Author argues that science discoveries prove God’s existence
In Korea’s case, where religions largely coexist without violence, about half of the population are non-believers. The other half is made up of Buddhists (more than 10 million), Protestants (more than 10 million) and Catholics (more than 5 million), as well as Confucianists, Shamanists and believers of traditional Korean religions.
Occasionally however, there are those who think non-believers, or believers of other religions, are doomed. And believers tend to feel threatened or challenged by science, leading experts to suggest there should be more collaboration between the two groups.
This is where authors such as Eric Metaxas, who has sold millions of books, come in.
The JoongAng Ilbo spoke to Metaxas through e-mail regarding his insights.
The following is an edited excerpt of the interview.
Q. I’m sure you were flooded with various opinions after the publication of your Wall Street Journal article. Can you share with us some of the reactions and how you responded to them?
A. I’m very happy to say that most of the reactions have been overwhelmingly positive. The essay is the most popular and most shared piece in the history of the Wall Street Journal, since they’ve kept such records. And that is because this sort of good news about faith very rarely sneaks into the mainstream media in the U.S. Most people are so hungry for it that when they do see it they are eager to share it.
The negative reactions have been a mixed bag. A number of the writers seem to be angry that I would dare say what I’m saying and instead of dealing with the argument I am making they simply sneer at it, as though the “fine-tuned universe” argument I use was discredited long ago.
Other writers say I have no scientific credentials, so I shouldn’t speak on this subject, but everything I write quotes from the work of respected scientists. Of course I never claimed I was a scientist anymore than I claimed I was a beekeeper or an upholsterer.
Some other critics are uncomfortable with talking about science and God in the same essay, but I simply think they are mistaken. The Bible says we are supposed to worship God with our minds, too, and that means we have to consider the claims of science and integrate what science and other disciplines say with what we know about our faith.
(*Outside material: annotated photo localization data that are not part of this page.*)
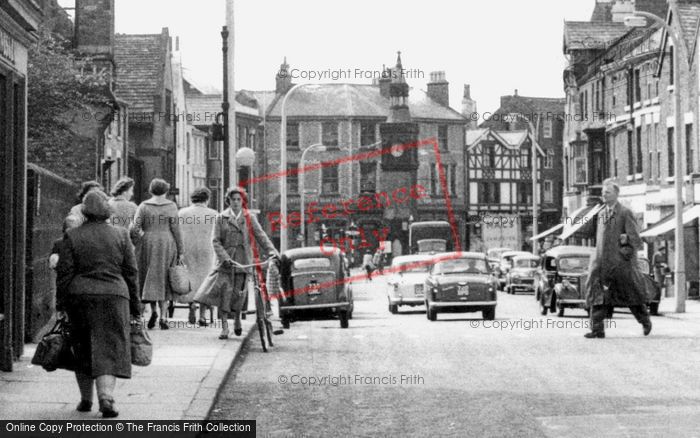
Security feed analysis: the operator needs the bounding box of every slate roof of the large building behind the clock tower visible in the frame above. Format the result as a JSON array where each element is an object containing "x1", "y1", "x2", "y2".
[{"x1": 268, "y1": 84, "x2": 467, "y2": 123}]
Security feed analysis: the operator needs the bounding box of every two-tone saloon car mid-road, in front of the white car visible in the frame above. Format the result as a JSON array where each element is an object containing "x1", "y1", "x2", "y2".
[{"x1": 424, "y1": 252, "x2": 496, "y2": 321}]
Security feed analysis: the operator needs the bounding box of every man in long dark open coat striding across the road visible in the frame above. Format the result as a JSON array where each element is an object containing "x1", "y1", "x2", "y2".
[{"x1": 585, "y1": 180, "x2": 651, "y2": 338}]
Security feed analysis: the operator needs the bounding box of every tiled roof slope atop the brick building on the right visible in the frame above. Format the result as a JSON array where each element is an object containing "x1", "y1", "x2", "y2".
[{"x1": 564, "y1": 21, "x2": 629, "y2": 52}]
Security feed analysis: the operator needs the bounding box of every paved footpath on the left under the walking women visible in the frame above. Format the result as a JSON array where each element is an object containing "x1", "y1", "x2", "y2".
[{"x1": 0, "y1": 308, "x2": 254, "y2": 420}]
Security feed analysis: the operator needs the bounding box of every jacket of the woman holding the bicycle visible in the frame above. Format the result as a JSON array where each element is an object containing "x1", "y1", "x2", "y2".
[{"x1": 212, "y1": 208, "x2": 277, "y2": 272}]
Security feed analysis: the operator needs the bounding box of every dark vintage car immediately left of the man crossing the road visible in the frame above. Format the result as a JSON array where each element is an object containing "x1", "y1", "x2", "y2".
[{"x1": 535, "y1": 246, "x2": 595, "y2": 316}]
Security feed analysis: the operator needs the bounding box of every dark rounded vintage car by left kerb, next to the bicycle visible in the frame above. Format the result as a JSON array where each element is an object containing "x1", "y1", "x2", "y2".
[{"x1": 279, "y1": 247, "x2": 354, "y2": 328}]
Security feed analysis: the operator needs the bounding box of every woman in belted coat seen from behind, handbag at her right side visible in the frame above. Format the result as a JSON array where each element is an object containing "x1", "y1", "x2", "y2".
[{"x1": 132, "y1": 178, "x2": 183, "y2": 330}]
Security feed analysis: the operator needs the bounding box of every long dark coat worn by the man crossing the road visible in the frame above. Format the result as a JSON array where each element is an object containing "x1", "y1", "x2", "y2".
[{"x1": 584, "y1": 202, "x2": 647, "y2": 306}]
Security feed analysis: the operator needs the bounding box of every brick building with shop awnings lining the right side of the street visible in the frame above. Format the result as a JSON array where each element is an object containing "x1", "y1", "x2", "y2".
[{"x1": 564, "y1": 0, "x2": 700, "y2": 294}]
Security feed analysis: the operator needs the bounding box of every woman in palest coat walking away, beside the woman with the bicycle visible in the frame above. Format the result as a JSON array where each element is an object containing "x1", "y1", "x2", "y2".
[{"x1": 178, "y1": 187, "x2": 218, "y2": 327}]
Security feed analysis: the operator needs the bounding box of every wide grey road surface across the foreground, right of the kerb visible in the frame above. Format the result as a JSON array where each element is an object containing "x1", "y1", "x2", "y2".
[{"x1": 212, "y1": 272, "x2": 700, "y2": 437}]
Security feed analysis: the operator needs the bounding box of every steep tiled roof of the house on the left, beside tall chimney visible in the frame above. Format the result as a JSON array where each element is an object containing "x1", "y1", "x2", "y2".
[{"x1": 114, "y1": 30, "x2": 167, "y2": 114}]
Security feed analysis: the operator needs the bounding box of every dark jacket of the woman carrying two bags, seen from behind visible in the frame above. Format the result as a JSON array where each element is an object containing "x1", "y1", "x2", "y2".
[{"x1": 56, "y1": 222, "x2": 141, "y2": 317}]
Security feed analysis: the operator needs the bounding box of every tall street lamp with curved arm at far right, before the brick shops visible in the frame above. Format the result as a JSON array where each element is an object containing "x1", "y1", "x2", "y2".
[{"x1": 625, "y1": 8, "x2": 687, "y2": 313}]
There is no danger in doing that. We only want to believe what’s true, and science can often be helpful in that way. It is no different from archaeology or linguistics or history. All disciplines can help us see our faith more clearly.
Which is better? Science and religion being separate or being integral?
I don’t think we have to make a choice. First of all, science is science, and it cannot have any direct connection with religion. It comments on what is within the material universe bounded by time and space.
But at the same time, the idea that there is some contradiction between science and faith is ridiculous. I talk about this at length in my book.
Most people don’t realize that many of the greatest scientists have been devout Christians. And there are many scientists today who are Christians. I have had several of them as my guests at an interview series called Socrates in the City. I’ve interviewed Dr. Francis Collins and Owen Gingerich and Sir John Polkinghorne and others. They are all serious Christians who are renowned and celebrated for their scientific achievements.
What is your answer to “Why did the Almighty create mosquitoes?”
Creation is not the way it’s supposed to be. It is not as God originally created it. Christians and Jews believe in the doctrine of the Fall, that at some time in our mythical past our first ancestors “fell from grace” and when that happened, all of creation fell along with them. It isn’t just human beings who fell and now are in need of redemption, but all of creation.
So the way nature is today, down to mosquitoes and Ebola viruses and so on, is not the way God intended things and not the way he created them originally. Suffice to say that when all things are redeemed, mosquitoes will either not exist or will exist in a way that does not make us want to reach for the spray-on repellent.
Do you think U.S. President Barack Obama is a good Christian?
I am sure he is a good husband and father, but I cannot comment on the condition of his soul. But his support of abortion - even into the last months of pregnancy - is deeply grievous and decidedly against two millennia of Christian teaching. That someone who calls himself a Christian is an advocate of infanticide is not something I can understand. His support of same-sex marriage is likewise difficult to reconcile with his supposed faith. But the most disturbing of all is his terrible record on religious freedom. Still, that is more of a failure to understand American history than a theological failure.
What would you like to say to the Korean readers of your books?
I have many Korean friends here in New York and I am absolutely thrilled that my books are being published in Korean. I have never been to Korea and sincerely hope that a trip there will be possible before long. I look forward to it.